Round table 2. New democracies and forms of the commons. Dialogue between Isabell Lorey, Montserrat Galcerán and Marina Garcés. Moderated by Raúl Sánchez Cedillo.
The ideal of social and political citizenship in Europe has never been more than a distant aspiration, constantly belied by the facts. While in effect, it was dominated by a white, male, industrial, national and state-oriented figure. And with the hegemony of the neoliberal paradigm, even the collective reference associated with the working class and union movements has disappeared. The “government of the precarious” is imbued with individualism and the abandonment of collective solidarities. However, the practices of the commons, both those linked to the “natural commons” (water, land, renewable energies) and those linked to the “artificial commons” (knowledge, care-giving, networks) enable us to imagine a Europe united by new institutions of the commons, born out of cooperation and care-giving between precarious lives that have taken the form of a challenge.
Participants:
Valery Alzaga. Chicana union organiser and migrant rights activist. She has also worked as a union
co-ordinator in Europe and Africa. She is researching the development of new forms of
bio-unionism and emotional organisation.Ada Colau. Activist and spokesperson of PAH (Platform for Mortgage Victims). She has been involved in numerous social movements since 2001. She is the co-author, along with Adriá Alemany, of the book Vidas hipotecadas. De la burbuja inmobiliaria al derecho a la vivienda (2012).
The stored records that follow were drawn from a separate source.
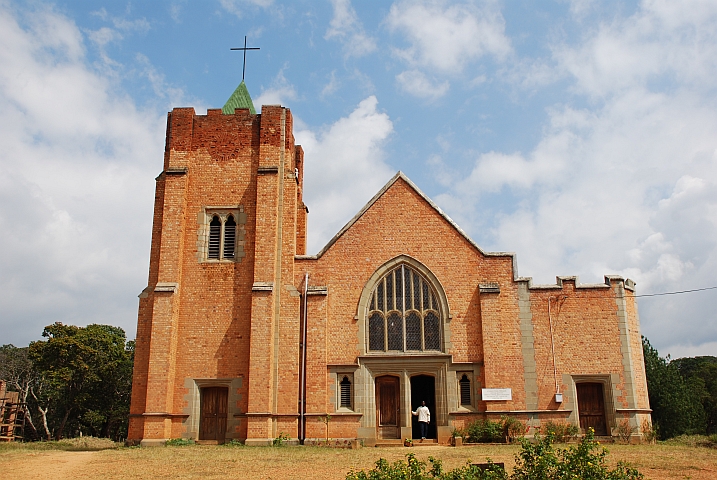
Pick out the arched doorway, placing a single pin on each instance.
(388, 410)
(423, 389)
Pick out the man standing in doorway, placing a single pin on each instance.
(424, 418)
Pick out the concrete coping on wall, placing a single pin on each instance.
(559, 280)
(262, 287)
(317, 290)
(171, 287)
(267, 170)
(490, 287)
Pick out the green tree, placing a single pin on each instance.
(676, 403)
(17, 370)
(704, 369)
(88, 373)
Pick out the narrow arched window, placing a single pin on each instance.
(465, 387)
(215, 235)
(230, 233)
(404, 313)
(345, 392)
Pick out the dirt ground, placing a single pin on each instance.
(654, 461)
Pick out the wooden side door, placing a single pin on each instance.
(591, 407)
(213, 414)
(387, 407)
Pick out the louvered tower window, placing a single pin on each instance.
(230, 233)
(465, 386)
(404, 313)
(215, 237)
(222, 237)
(345, 386)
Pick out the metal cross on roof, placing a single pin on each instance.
(245, 49)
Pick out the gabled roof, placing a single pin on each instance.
(629, 284)
(239, 99)
(380, 193)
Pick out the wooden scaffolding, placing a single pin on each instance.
(12, 415)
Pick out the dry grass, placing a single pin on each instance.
(655, 461)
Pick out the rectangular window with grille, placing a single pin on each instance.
(465, 388)
(345, 396)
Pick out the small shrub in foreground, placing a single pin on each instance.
(535, 461)
(539, 461)
(414, 469)
(179, 442)
(487, 431)
(559, 432)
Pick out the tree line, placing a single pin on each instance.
(76, 382)
(683, 393)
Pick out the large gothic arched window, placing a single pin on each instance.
(404, 313)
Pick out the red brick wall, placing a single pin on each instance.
(216, 326)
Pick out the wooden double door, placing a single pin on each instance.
(213, 413)
(591, 407)
(388, 410)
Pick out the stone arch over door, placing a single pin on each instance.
(363, 307)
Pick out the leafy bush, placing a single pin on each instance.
(487, 431)
(536, 461)
(624, 430)
(559, 432)
(513, 428)
(414, 469)
(694, 441)
(179, 442)
(650, 431)
(586, 461)
(279, 441)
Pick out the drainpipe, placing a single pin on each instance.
(302, 367)
(558, 395)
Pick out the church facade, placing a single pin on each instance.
(241, 335)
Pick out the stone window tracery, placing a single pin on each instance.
(404, 313)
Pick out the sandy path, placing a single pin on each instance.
(48, 465)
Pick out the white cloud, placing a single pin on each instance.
(346, 26)
(417, 84)
(663, 40)
(344, 168)
(279, 93)
(332, 86)
(447, 36)
(626, 184)
(237, 7)
(75, 182)
(690, 350)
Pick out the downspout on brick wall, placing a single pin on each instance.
(302, 365)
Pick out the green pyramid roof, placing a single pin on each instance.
(239, 99)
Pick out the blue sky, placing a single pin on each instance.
(580, 134)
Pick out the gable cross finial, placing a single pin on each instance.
(243, 70)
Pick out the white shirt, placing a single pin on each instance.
(423, 413)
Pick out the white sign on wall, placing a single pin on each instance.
(497, 394)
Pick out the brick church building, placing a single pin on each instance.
(242, 335)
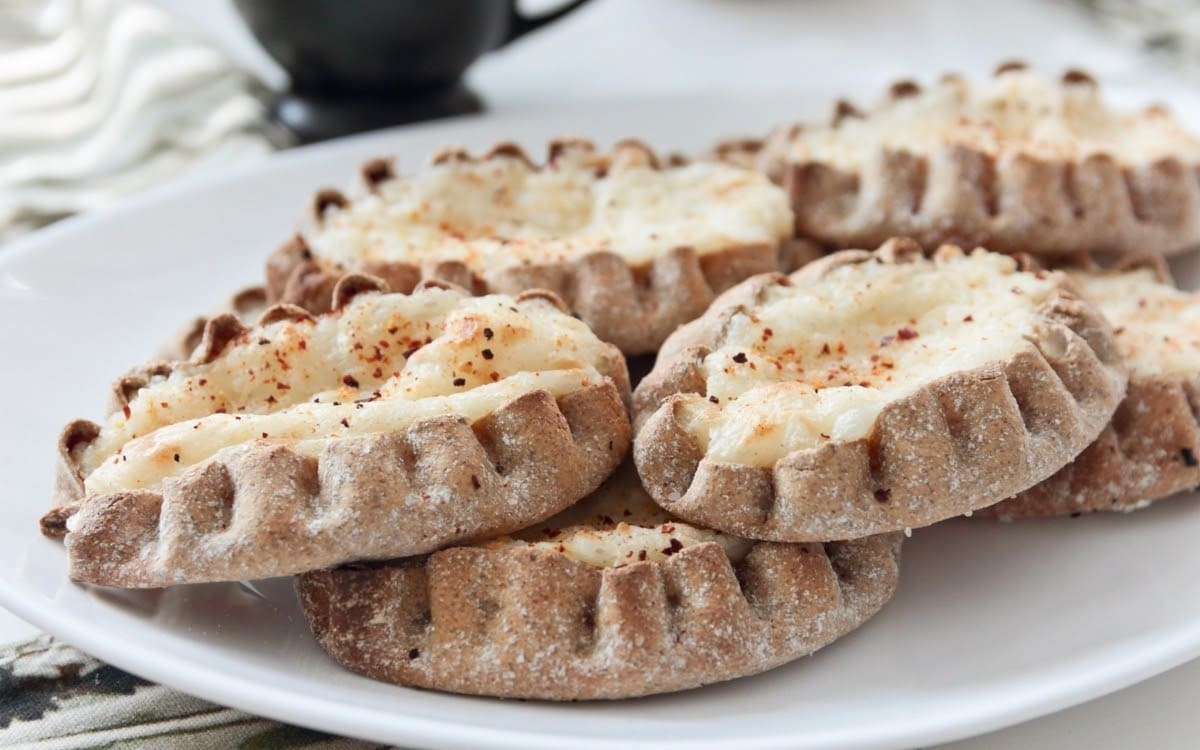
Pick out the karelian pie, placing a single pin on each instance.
(390, 426)
(1151, 449)
(634, 246)
(874, 391)
(611, 599)
(1017, 163)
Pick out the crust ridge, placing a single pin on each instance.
(634, 306)
(961, 193)
(265, 510)
(537, 624)
(949, 448)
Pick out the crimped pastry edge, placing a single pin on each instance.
(1149, 451)
(247, 305)
(921, 463)
(634, 306)
(567, 447)
(533, 623)
(964, 196)
(269, 511)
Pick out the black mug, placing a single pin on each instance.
(357, 65)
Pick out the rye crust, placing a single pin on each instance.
(960, 195)
(532, 623)
(634, 306)
(960, 443)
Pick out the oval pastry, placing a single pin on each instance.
(634, 246)
(874, 391)
(391, 426)
(612, 599)
(1018, 163)
(1151, 449)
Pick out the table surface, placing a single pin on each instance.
(631, 48)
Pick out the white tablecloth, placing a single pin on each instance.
(645, 48)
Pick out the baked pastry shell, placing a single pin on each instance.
(533, 623)
(959, 443)
(631, 305)
(966, 196)
(1149, 451)
(268, 510)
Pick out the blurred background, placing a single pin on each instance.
(102, 99)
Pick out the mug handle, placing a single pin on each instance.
(520, 25)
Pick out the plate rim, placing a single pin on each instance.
(1071, 683)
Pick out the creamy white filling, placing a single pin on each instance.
(144, 462)
(1017, 112)
(502, 211)
(817, 363)
(1157, 325)
(382, 363)
(618, 525)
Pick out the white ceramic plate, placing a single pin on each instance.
(993, 623)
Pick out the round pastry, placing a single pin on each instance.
(247, 305)
(874, 391)
(611, 599)
(634, 246)
(1018, 163)
(390, 426)
(1151, 449)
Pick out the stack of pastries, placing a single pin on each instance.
(953, 303)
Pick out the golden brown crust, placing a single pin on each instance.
(1147, 453)
(533, 623)
(267, 510)
(949, 448)
(246, 304)
(634, 306)
(963, 195)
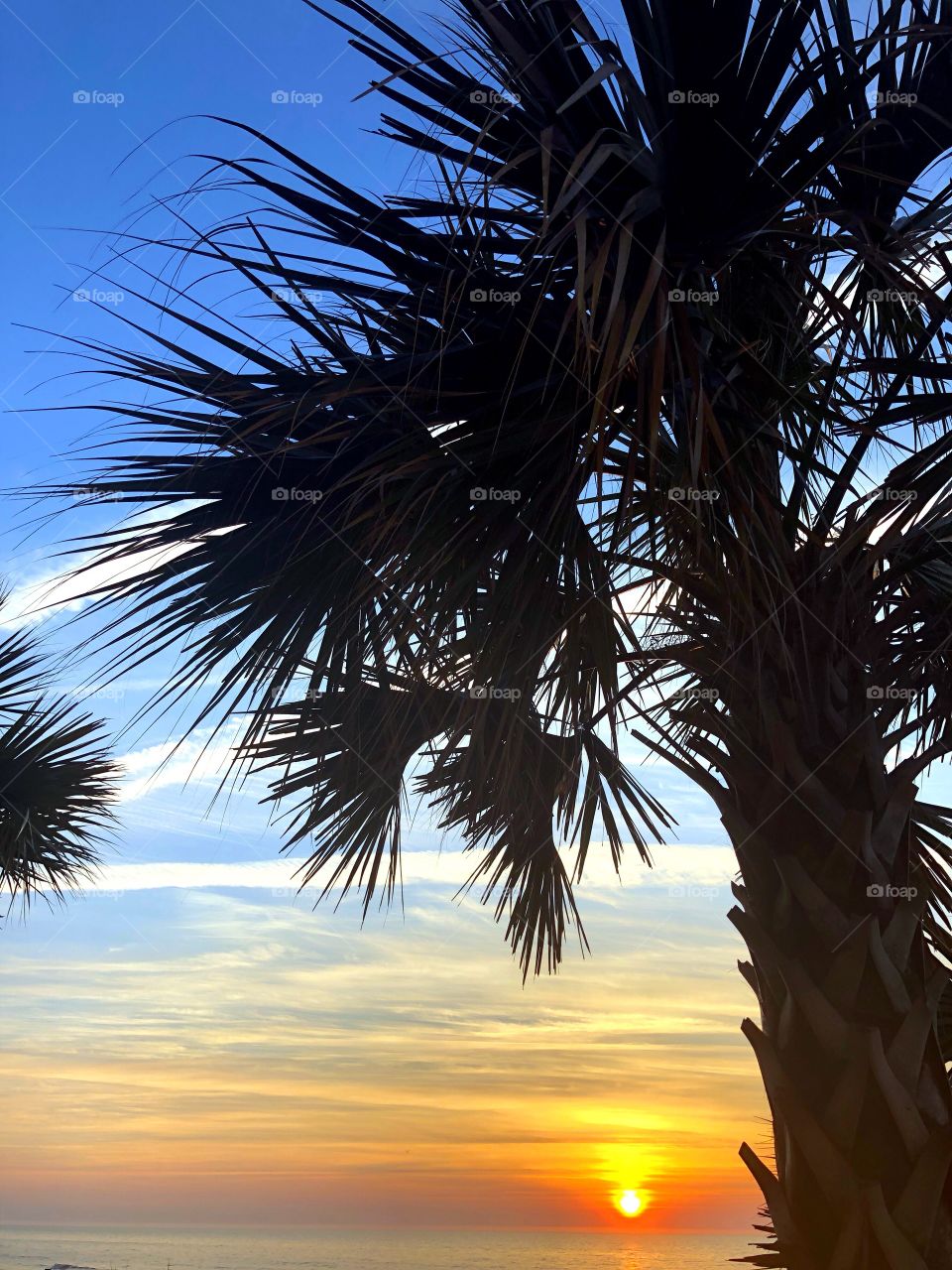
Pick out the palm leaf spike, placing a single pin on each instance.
(720, 354)
(56, 781)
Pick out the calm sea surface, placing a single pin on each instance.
(105, 1248)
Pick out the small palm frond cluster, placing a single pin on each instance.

Montserrat Galcerán. Professor of philosophy at Universidad Complutense de Madrid. Social activist and writer, she is the author of Innovación tecnológica y sociedad de masas (1997) and Deseo (y) libertad. Presupuestos de la acción colectiva (2009).
Marina Garcés. Professor of philosophy at the University of Zaragoza and consultant at Universitat Oberta de Catalunya. Since 2002 she has been promoting and coordinating the collective project Espai en Blanc, which works towards an engaged, practical and experimental relationship with philosophical thought. She is the author of Un mundo común (2013) and En las prisiones de lo posible (2012).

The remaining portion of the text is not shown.